General News of Friday, 13 May 2005

Source: GNA

Insurance Commissioner calls for Pension Regulatory Authority

Accra, May 13, GNA - Ms Josephine Amoah, Insurance Commissioner, on Friday expressed an urgent need for a pension's regulatory authority to regulate both state and private pension schemes.

Such an authority would ensure, among other things that funds of pension schemes were actuarially valued regularly with the right and qualified persons, and the investment of the fund was well diversified to maximise security, liquidity and yield.

Ms Amoah made the call at the closing ceremony in Accra of a five-day international training course on Pension Reforms organised jointly by the Crown Agents Financials Services Limited and the National Insurance Commission, Ghana (NIC).

Eighteen participants from Ghana and Sierra Leone, including six women, who were managers of state enterprises or organisations going through a privatisation process attended the course.

Ms Amoah observed that any increase in patronage in retirement and long-term schemes would only be marginal if schemes being operated were not re-structured to make way for transparency, good governance and accountability, because of prejudices about pensions and other insurance schemes.

She suggested that universal life policies could be arranged to support both occupational and personal pension plans, saying attractive tax incentive had been provided in the Long-Term Savings Law to encourage employers and employees to patronise long-term savings products.

Ms Amoah, who also participated in the course, urged the Social Security and National Insurance Trust (SNNIT) and other insurance companies to structure pension plans that would suit the peculiar circumstances of the informal sector, as well as different interest groups.

She said companies, which had Provident Funds should consider taking advantage of the tax incentives provided to convert them into long-term savings schemes supported by retirement plans.

The Insurance Commissioner underscored the need to start preparing and making financial provision for retirement, and counsel people to handle their immense free time they had when they retired.

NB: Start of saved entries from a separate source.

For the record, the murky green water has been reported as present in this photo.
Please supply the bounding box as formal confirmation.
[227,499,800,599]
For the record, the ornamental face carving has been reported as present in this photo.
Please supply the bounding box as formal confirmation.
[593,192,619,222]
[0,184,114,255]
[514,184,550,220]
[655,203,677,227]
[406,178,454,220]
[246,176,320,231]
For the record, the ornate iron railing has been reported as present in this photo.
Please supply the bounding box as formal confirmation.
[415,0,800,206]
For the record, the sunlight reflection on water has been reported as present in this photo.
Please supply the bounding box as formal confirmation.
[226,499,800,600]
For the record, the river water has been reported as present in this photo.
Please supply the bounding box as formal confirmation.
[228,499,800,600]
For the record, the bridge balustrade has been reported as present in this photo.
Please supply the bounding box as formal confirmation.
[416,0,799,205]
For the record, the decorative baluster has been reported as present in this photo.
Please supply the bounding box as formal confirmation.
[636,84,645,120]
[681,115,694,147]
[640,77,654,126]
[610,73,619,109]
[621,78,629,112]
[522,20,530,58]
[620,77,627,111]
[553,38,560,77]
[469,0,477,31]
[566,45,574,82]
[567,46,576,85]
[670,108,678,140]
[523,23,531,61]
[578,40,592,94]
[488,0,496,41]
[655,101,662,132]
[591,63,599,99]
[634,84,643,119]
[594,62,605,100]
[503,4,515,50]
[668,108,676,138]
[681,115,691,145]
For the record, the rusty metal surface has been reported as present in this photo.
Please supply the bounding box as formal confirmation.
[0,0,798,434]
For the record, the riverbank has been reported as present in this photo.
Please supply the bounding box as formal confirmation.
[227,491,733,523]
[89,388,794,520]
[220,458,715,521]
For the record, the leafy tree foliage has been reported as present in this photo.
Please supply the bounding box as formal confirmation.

Mr Thomas Ango Bediako, Chairman of the Presidential Commission on Pensions, who chaired the closing ceremony, said the Commission had not yet submitted any Interim Report.

He, however, said the Commission recognised the anxiety over the outcome of its work, adding that the Office of the President would give information when the report was received.

Mr Sam Brandful, Country Manager of the Crown Agents, said the objective of the course was to equip them to formulate pensions policy in their own environment, participate in the process of revising and implementing new legislation, and manage the administrative aspects of pension schemes, among others.